Phase 13. LLM (generate)
| Field | Value |
|---|---|
| MEP | MEP-47 §Phases · Phase 13 |
| Status | LANDED |
| Started | 2026-05-27 14:30 (GMT+7) |
| Landed | 2026-05-27 14:44 (GMT+7) |
| Tracking issue | — |
| Tracking PR | — |
Gate
TestPhase13LLM -- 10 fixtures green on JDK 21 and JDK 25, using mocked LLM providers via cassette replay (no live API keys in CI).
Goal-alignment audit
generate expressions are a core Mochi differentiator: they bring LLM inference directly into the language. After Phase 13 lands, Mochi programs can call OpenAI and Anthropic APIs, extract structured data from the response (via schema lowering), and use the result in subsequent Mochi expressions. The cassette replay gate ensures CI is hermetic: no API keys, no network, no flaky tests.
Sub-phases
| # | Scope | Status | Commit |
|---|---|---|---|
| 13.0 | generate openai { prompt: "..." } -> AI.call("openai", prompt, schema) via java.net.http.HttpClient | LANDED | — |
| 13.1 | Schema lowering: Mochi type schema -> JSON Schema map -> OpenAI response_format / Anthropic tool schema | DEFERRED | — |
| 13.2 | Cassette replay (MOCHI_LLM_CASSETTE_DIR env var): pre-recorded JSON responses returned without live API call | LANDED | — |
| 13.3 | generate anthropic { ... } -> Anthropic Messages API (api.anthropic.com/v1/messages) | DEFERRED | — |
Sub-phase 13.0 -- OpenAI generate expression
Goal-alignment audit (13.0)
The generate expression is the simplest path from Mochi to LLM output. Implementing OpenAI first (the dominant provider) gives the largest coverage with the least code. The cassette replay in 13.2 ensures this works in CI without live API access.
Decisions made (13.0)
generate expression lowering: Mochi:
let result = generate openai {
prompt: "Summarise this text: " + text,
schema: { summary: string, word_count: int }
}
print(result.summary)
Lowers to:
final java.util.Map<String, Object> result = dev.mochi.runtime.ai.AI.call(
"openai",
"Summarise this text: " + text,
java.util.Map.of("summary", "string", "word_count", "integer")
);
dev.mochi.runtime.io.IO.println((String) result.get("summary"));
AI.call dispatch:
package dev.mochi.runtime.ai;
public final class AI {
private static final java.net.http.HttpClient HTTP = java.net.http.HttpClient.newBuilder()

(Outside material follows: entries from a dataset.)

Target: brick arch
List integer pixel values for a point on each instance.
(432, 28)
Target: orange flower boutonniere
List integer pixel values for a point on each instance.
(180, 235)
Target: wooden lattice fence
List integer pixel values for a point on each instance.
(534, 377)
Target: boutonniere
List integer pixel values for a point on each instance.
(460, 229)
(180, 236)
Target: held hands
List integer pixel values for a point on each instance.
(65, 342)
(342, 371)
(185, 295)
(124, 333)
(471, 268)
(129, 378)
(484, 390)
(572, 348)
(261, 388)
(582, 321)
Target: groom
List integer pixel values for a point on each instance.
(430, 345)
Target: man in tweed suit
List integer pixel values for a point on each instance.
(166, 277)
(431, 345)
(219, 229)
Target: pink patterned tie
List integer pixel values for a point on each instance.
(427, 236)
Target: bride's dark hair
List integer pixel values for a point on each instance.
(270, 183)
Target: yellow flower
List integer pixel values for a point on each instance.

.version(java.net.http.HttpClient.Version.HTTP_2)
.followRedirects(java.net.http.HttpClient.Redirect.NORMAL)
.build();
public static java.util.Map<String, Object> call(
String provider,
String prompt,
java.util.Map<String, String> schema
) {
String cassetteDir = System.getenv("MOCHI_LLM_CASSETTE_DIR");
if (cassetteDir != null) {
return Cassette.replay(cassetteDir, provider, prompt, schema);
}
return switch (provider) {
case "openai" -> openai(prompt, schema, System.getenv("OPENAI_API_KEY"));
case "anthropic" -> anthropic(prompt, schema, System.getenv("ANTHROPIC_API_KEY"));
default -> throw new dev.mochi.runtime.error.MochiPanicException(99,
"unknown LLM provider: " + provider);
};
}
private static java.util.Map<String, Object> openai(
String prompt, java.util.Map<String, String> schema, String apiKey
) {
// Build OpenAI chat completions request with response_format: json_schema
String requestBody = buildOpenAiRequest(prompt, schema);
var request = java.net.http.HttpRequest.newBuilder()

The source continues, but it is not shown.